There are no written tickets and no posted prices. After a few minutes of driving, the ayudante squeezes down the aisle collecting fares. The traveler – wedged on a bench seat between a tiny Mayan woman of an age he estimates to be somewhere between 50 and 100, and a small boy with a live turkey on his lap – tells the ayudante his destination. The ayudante quotes a price, and the traveler somehow extracts his wallet and produces a twenty-quetzal bill.
As the fare to Chimaltenango is only twelve quetzales, he is a bit concerned to receive no change. There’s no way, though, to pursue the ayudante due to the boy and his turkey blocking access to the aisle. But all fears subside when the ayudante reaches the end of the bus and, in a feat of remarkable memory, returns to the front, dispensing change to all those that paid with large notes.
Soft Rock en Español
Large speakers are set above the driver. One of them blocks Tweety (proclaiming that “Jesús Es Mi Co-Piloto”).
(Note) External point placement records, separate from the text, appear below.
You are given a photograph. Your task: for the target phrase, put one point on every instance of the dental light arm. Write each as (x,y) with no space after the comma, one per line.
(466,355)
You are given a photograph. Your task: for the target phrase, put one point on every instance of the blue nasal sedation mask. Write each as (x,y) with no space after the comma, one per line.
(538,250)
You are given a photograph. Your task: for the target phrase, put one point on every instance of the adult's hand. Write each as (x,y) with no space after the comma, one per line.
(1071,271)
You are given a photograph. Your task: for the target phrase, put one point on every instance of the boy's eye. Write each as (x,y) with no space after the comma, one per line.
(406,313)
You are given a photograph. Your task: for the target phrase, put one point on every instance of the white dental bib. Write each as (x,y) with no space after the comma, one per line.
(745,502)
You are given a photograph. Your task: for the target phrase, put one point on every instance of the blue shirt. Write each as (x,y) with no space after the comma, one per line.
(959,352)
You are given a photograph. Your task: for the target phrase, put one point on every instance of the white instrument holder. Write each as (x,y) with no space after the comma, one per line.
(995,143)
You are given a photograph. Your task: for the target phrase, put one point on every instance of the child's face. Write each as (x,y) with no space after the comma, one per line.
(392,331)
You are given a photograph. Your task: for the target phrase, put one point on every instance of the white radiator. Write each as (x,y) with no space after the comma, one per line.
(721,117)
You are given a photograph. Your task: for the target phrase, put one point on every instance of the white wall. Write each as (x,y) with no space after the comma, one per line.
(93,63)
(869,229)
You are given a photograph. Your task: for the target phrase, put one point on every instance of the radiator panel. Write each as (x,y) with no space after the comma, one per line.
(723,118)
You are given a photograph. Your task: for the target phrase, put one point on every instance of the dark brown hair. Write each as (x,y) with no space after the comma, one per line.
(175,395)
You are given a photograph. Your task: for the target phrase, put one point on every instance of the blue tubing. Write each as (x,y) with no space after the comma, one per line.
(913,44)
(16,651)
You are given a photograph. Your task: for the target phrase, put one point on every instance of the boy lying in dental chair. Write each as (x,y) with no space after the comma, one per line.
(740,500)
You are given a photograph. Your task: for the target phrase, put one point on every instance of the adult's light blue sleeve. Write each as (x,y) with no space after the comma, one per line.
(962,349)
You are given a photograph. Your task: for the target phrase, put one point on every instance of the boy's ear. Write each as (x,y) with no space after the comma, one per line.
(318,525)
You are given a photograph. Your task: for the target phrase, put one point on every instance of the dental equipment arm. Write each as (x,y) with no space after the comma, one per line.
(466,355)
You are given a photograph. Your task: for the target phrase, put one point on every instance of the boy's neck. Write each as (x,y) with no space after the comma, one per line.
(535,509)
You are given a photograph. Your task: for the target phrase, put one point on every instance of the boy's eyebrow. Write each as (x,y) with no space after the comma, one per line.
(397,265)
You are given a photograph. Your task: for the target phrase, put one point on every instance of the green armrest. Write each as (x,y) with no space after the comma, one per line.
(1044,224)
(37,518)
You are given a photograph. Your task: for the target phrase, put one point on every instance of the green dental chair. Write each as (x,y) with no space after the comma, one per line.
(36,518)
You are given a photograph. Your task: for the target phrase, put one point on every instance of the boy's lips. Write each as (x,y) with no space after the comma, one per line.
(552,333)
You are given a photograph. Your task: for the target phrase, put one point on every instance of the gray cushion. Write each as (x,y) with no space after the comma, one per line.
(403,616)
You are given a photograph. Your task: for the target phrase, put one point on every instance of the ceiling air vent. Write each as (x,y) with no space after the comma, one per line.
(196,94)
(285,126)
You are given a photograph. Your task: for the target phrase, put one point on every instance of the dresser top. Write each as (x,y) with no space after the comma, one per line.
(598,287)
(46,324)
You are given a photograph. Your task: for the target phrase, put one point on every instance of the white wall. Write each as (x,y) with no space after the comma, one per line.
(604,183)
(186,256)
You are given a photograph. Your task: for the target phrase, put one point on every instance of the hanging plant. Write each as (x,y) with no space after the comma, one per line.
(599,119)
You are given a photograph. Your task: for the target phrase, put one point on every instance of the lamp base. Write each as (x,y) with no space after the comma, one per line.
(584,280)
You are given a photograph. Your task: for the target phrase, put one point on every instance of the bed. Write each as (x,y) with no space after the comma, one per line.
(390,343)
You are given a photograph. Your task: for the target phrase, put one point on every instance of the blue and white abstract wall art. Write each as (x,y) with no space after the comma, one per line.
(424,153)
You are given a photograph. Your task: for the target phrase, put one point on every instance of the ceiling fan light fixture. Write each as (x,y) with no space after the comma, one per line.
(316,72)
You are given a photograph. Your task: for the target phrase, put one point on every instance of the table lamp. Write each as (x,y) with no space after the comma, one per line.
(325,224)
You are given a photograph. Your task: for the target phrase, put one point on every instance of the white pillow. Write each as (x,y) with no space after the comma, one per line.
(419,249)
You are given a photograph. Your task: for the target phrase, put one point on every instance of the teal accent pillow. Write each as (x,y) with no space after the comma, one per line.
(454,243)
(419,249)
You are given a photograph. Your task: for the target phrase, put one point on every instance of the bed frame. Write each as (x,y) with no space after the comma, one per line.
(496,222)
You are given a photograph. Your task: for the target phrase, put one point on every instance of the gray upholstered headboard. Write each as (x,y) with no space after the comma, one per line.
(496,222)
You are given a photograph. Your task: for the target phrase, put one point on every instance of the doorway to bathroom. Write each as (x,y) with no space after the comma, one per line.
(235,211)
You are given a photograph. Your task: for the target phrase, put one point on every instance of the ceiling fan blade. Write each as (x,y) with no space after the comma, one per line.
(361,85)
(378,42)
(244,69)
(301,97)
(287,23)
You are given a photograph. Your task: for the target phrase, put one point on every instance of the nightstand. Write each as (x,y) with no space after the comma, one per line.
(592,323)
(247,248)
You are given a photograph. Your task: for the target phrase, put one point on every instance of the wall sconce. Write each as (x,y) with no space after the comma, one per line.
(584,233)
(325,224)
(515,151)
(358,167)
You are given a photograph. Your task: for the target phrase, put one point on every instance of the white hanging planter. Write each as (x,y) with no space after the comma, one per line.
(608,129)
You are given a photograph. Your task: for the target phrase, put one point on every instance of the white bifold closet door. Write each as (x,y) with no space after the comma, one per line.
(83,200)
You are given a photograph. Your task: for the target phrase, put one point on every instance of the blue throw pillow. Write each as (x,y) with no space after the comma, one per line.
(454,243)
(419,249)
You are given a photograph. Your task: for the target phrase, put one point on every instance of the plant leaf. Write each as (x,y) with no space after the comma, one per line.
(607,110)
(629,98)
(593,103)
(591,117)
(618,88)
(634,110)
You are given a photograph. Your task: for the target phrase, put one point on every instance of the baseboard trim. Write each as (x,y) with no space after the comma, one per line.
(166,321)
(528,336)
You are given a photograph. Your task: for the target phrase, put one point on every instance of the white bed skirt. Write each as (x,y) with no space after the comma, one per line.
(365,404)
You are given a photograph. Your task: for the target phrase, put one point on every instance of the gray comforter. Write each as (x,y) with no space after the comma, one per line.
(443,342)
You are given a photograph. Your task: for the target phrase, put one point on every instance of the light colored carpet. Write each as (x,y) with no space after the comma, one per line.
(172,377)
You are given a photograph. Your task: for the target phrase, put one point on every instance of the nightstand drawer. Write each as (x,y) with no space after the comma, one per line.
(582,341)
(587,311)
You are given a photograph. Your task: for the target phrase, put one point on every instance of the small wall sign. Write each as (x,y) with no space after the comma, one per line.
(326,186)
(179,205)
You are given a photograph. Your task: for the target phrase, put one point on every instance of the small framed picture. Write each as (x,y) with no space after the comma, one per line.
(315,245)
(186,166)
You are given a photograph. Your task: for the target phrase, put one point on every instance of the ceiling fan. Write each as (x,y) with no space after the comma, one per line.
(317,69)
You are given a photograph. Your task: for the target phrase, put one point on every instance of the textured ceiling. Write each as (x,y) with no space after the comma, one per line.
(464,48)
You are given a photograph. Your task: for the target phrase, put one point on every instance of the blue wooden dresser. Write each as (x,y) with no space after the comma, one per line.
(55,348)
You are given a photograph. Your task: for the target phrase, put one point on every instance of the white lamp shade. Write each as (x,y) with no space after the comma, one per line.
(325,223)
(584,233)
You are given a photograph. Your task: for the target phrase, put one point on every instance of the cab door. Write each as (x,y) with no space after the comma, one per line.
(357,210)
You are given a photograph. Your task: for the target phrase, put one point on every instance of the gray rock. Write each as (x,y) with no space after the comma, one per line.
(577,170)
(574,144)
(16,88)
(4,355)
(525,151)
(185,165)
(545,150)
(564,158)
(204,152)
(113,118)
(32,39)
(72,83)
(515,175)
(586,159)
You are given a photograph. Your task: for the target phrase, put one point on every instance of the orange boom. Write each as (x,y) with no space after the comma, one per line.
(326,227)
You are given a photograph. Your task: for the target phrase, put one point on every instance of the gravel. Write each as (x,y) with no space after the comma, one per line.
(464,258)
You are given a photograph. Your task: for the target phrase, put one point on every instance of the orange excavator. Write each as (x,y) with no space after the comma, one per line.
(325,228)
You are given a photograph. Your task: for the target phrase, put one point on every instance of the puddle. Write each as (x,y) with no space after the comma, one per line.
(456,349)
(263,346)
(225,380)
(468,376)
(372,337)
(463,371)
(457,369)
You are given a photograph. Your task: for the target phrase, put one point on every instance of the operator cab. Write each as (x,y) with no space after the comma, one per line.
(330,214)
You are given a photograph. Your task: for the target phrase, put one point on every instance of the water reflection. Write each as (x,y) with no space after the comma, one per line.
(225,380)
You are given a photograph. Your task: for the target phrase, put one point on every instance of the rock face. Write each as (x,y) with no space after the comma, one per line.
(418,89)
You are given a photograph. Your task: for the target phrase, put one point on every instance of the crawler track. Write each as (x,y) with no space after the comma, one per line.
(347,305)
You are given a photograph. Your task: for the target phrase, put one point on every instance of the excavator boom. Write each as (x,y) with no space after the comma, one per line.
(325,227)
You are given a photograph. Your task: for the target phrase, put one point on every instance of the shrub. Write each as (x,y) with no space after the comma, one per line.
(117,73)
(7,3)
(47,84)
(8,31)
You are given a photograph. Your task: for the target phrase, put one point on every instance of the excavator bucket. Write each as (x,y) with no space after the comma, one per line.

The driver slides a bootleg CD into the stereo and cranks up the volume to the max. The first song is Bryan Adams singing “(Everything I Do) I Do It For You” from the Robin Hood: Prince of Thieves soundtrack. It’s not the original version, though. It’s the Spanish version. Somehow “(Todo Yo Hago) Yo Hago Por Ti” works in Spanish at least as well as the original does.
After Señor Adams, the soundtrack slides into a salsa mix for the rest of the ride, apart from one slight deviation back to “Vientos de Cambio/Winds of Change” by Los Scorpions.
Man vs. Turkey
The ride passes without event, aside from the driver passing another bus on a blind curve, and the turkey on the lap next to our traveler mistaking one of his arm hairs for something edible. The turkey’s owner mumbles something and transfers the bird to his other leg.
Disembarking into yet another dusty patch, the traveler confronts a half-dozen teenagers selling sunglasses, cashews, chiclets, and newspapers. Pushing through them, he hustles to the back to be there when the ayudante tosses his backpack off the roof. Ignoring the waves and coquettish smiles from the brothel across the street, he opens a brand-new box of chiclets and awaits the next leg of his journey into the Guatemalan highlands on yet another Bluebird school bus, reborn into a chicken bus.
The Practical Stuff: Chicken Bus Basics
Chicken buses in Guatemala are everyday workhorses—old U.S. school buses repainted and repurposed, known locally as camionetas or burras. They crisscross Guatemala, linking towns and markets at low cost. Short trips generally run run Q5 to Q15 (about $0.65 to $2 USD). A mid-range ride, like Guatemala City to Antigua, costs Q10 to Q15 ($1.50 to $2 USD) for the 1.5-hour trip. Longer hauls, such as Antigua to Lake Atitlán with its three-hour stretch and likely a transfer, hit Q40 to Q80 ($5 to $10 USD), depending on distance and the ayudante’s whim.
Catching one is simple routine. From Guatemala City’s Trebol Bus Station, buses head west—shout “la directa para Antigua” to avoid detours. In Antigua, it’s the dirt lot behind the market; listen for the ayudante’s call or spot the destination on the windshield’s loud lettering. They leave when full, no fixed times. The ayudante stashes bags or up top, same as that backpack on the Chimaltenango run.
Fares are cash-only, collected on the move. Small bills (Q1, Q5, Q10) are best—big notes like that twenty-quetzal bill mean waiting for change, if it comes. Tourists might pay a bit more than locals, so watching others can help. Tell the ayudante the stop early and move to the door before the bus halts, or it’s on to the next town. Night rides past 5:30 PM turn risky—muggings spike, especially at terminals—so daytime’s the play. Keep cash hidden; pickpockets thrive in the bustle. Cheap, loud, and raw, it’s Guatemala on wheels.